The odd thing about recording is that your end product, the music, isn’t exactly real… it is a process that allows replication of something that has gone on before: The music etc is played live and a snapshot is taken. Also, you may know that the recording process cannot capture every single aspect of what the sound was like when you took that ‘snapshot’. Current technology is very good at trying to emulate the original sound and you could argue that it does it so well that the imperfections are not even noticed, especially to the non-musician.
However, there are aspects of live music that the face-value capture of sound encapsulates with great difficulty. Think about listening to a great busking band on the street. You have the excitement of stumbling upon the performance; the personalities of the performers as they interact with the crowd, verbally and with their instruments; the collective experience of being part of a crowd; your own state of mind, if you are on holiday for example; and all of the sounds and feelings associated with these aspects. Then there are the more physical aspects: the way the sound of the different instruments reverberate around the buildings (even depending on where each musician is sitting), the qualities of that reverberation (imagine the difference in sound of a cathedral to your living room); other sounds working with/against the music intentionally or otherwise; even the state of the air could influence the total experience. You then buy a copy of the band’s CD as the experience was so wonderful but, although the CD may sound good, it just isn’t the same.
The total experience (the actual music added to these aspects missing from the CD) is atmosphere (which I go on about all of the time!) and modern recording technologies can even go a long way to accounting for this; think about those realistic reverbs for example. To my mind, maybe a change in focus is what’s needed to get closer to this elusive ‘atmosphere’. When recording, maybe don’t think of it as recording music; or even as recording a performance. Maybe think about the process as recording an experience. This combined with keeping an open mind about what you can use to achieve this may produce even stronger results. Music in particular tries to reproduce the thoughts and feelings of the song-writer using abstract methods (communicating with a guitar is very different from talking!), so why not extrapolate this to the whole process rather than just the sound-making? You could even take this to the extreme by reproducing the atmosphere of a performance without actually including the instrument being used, although this would be a little silly if you are recording a virtuoso violinist because they are technically brilliant, for example! Obviously, the balance of sound reproduction and atmosphere would have more real-life applications…

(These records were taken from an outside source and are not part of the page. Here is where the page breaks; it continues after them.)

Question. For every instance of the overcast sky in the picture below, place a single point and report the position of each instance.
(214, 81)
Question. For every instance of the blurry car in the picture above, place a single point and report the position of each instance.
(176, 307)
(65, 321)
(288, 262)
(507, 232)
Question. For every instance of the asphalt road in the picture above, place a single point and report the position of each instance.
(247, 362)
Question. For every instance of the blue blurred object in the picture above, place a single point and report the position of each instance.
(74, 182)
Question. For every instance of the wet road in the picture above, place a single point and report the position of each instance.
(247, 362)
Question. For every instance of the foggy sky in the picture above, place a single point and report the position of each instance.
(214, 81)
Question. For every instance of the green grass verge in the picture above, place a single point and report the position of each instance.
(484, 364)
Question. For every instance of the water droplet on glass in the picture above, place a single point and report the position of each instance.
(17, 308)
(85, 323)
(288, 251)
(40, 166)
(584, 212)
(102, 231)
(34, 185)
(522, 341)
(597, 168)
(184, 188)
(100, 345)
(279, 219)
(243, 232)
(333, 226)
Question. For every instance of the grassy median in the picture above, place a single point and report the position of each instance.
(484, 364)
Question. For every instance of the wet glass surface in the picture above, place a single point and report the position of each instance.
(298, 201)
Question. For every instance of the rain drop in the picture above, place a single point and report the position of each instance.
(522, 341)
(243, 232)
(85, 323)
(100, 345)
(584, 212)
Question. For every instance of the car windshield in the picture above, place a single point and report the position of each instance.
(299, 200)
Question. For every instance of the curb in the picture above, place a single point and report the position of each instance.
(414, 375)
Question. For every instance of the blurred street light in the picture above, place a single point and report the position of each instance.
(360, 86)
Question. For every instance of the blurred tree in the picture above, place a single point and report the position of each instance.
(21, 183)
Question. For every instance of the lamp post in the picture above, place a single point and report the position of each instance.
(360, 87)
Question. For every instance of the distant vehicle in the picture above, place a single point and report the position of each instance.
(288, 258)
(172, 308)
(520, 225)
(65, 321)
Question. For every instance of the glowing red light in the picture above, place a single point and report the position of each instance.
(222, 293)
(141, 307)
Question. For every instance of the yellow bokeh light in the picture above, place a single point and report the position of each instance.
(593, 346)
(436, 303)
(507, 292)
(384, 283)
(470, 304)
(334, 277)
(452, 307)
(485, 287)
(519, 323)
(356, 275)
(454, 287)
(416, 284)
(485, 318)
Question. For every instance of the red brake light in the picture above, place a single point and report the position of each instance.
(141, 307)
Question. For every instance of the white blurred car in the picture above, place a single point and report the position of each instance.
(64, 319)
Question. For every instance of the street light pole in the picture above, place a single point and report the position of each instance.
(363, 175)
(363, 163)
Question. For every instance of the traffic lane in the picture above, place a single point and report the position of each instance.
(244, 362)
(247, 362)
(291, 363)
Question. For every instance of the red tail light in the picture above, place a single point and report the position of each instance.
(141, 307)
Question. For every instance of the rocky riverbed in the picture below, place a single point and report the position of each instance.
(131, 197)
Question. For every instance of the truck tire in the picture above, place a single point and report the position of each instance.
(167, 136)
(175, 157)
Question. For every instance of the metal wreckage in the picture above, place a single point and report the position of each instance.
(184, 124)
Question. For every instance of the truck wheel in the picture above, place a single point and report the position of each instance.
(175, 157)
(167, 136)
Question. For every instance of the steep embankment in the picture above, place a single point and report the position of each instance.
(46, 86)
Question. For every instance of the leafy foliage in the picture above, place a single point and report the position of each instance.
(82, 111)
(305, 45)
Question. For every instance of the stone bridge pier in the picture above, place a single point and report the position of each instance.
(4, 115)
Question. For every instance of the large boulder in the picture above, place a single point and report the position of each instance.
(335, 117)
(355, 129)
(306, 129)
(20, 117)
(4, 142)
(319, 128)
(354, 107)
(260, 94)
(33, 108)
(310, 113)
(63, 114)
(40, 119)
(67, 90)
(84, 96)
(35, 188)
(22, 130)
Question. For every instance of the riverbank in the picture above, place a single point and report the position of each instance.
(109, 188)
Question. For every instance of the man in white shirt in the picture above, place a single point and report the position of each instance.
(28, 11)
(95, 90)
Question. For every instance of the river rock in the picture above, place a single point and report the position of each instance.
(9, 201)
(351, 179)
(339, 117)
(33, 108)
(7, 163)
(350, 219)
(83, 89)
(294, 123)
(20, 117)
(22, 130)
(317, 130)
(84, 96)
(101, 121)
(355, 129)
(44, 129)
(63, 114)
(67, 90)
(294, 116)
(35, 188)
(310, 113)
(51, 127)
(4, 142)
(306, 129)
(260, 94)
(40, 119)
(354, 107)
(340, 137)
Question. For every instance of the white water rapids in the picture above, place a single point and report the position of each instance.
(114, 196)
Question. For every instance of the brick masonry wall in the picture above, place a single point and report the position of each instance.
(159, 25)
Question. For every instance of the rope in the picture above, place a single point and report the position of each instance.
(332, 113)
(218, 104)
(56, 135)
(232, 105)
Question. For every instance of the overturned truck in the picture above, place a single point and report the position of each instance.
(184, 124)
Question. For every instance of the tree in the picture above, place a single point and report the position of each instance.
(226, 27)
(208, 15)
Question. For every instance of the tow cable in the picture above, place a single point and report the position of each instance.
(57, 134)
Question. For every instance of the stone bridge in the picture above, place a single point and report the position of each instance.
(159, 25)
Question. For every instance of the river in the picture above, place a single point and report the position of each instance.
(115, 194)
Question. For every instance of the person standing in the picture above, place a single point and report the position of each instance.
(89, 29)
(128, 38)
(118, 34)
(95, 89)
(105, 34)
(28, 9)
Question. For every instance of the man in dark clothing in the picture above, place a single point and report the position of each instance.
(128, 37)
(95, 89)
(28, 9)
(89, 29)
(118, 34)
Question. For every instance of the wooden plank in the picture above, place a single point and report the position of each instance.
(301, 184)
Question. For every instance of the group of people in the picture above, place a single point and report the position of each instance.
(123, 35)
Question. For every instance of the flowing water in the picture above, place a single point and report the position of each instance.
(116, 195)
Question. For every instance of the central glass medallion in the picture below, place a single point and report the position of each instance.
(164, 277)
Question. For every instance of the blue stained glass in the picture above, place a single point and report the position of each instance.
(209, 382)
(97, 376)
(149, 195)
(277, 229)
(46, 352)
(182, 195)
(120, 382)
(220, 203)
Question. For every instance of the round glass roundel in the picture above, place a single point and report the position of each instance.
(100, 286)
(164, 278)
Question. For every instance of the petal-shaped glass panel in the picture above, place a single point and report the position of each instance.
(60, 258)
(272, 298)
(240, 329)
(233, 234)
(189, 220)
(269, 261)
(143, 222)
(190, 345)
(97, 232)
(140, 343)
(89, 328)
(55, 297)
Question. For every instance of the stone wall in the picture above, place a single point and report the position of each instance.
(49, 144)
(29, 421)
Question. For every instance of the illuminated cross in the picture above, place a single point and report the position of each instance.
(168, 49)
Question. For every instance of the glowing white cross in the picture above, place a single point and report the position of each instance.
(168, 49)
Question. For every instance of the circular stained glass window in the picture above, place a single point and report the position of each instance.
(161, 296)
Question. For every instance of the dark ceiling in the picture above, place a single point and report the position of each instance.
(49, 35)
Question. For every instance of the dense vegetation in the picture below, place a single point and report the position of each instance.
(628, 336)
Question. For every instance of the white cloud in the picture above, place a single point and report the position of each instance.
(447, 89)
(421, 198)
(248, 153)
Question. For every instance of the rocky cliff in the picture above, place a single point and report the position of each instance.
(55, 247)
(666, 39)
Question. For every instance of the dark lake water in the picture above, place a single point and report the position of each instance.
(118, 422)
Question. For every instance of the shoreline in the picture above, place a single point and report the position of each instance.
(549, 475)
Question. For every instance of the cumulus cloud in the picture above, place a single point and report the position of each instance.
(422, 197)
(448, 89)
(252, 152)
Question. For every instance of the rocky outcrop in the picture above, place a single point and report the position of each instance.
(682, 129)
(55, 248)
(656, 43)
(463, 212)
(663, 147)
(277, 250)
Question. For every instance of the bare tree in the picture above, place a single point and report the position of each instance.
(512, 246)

So, that finally brings me to the more overt topic of this post. Architecture could be said to be one of the unsung heroes of the life experience. We take it for granted that buildings, trees, and the rest of our surroundings are ‘just there’ but as any architect will tell you, these surroundings mold our lives and our life experience/atmosphere. Therefore if we are thinking about the recording of music as above, it follows that we should take time to notice how sound interacts with the spaces it is immersed in. This could go further than just putting the sounds in a reverb that emulates the space, and many musicians work with furthering this idea (for example Gustav Holst tried to describe the planets of our solar system in his music ‘The Planets’ using an orchestra; The band The Gathering used samples of crowd noises and street noises in their album ‘If Then Else’ to manipulate the atmosphere).
Thinking about how sounds interacts with architecture or the environment may not lead to placing sounds in a space as such, but it may also deepen an understanding of sound by looking into it’s real-life behaviour, which could loosen-up a musician’s perspective and therefore increase creativity. For example, watch this you-tube video of a fantastic sound-art installation and see what you learn…
Also, think about the application of sound within the architectural field. Have a read here for some actual buildings/projects that have been designed to work within an environment that takes sound into account. A couple use fountains to put up a mask of ‘white noise’ (which contains sound from all frequencies- i.e. the ‘snow’ on blank analogue TV channels) to cover traffic noise; a classroom was also designed to reduce spill of outside noise whilst emphasising the frequencies that the human voice occupies; raised portions and physical barriers evade noise and different materials sound differently when walked on. Related to this, there are companies out there that design sound for business, taking every sound made within the company’s remit a part of their brand i.e. you wouldn’t use a noisy, clangy metallic floor in a shop that specialises in massage or meditation.
Of course, this is a two-way street as well. Musicians and sound recorders can learn from sound in the real world and architects can learn from musical idealism i.e. calming soundscapes may be used in a massage parlour so maybe the building can be constructed in a way to emphasises these sounds.
So, if you are a music fan see if these ideas change the way you listen to music; musicians out there, maybe try thinking about sound differently and see if it enhances your output; and if you are involved in any aspect of creation think about how sound is as much a part of experience as your chosen field is and how careful thought around it can enhance the end product.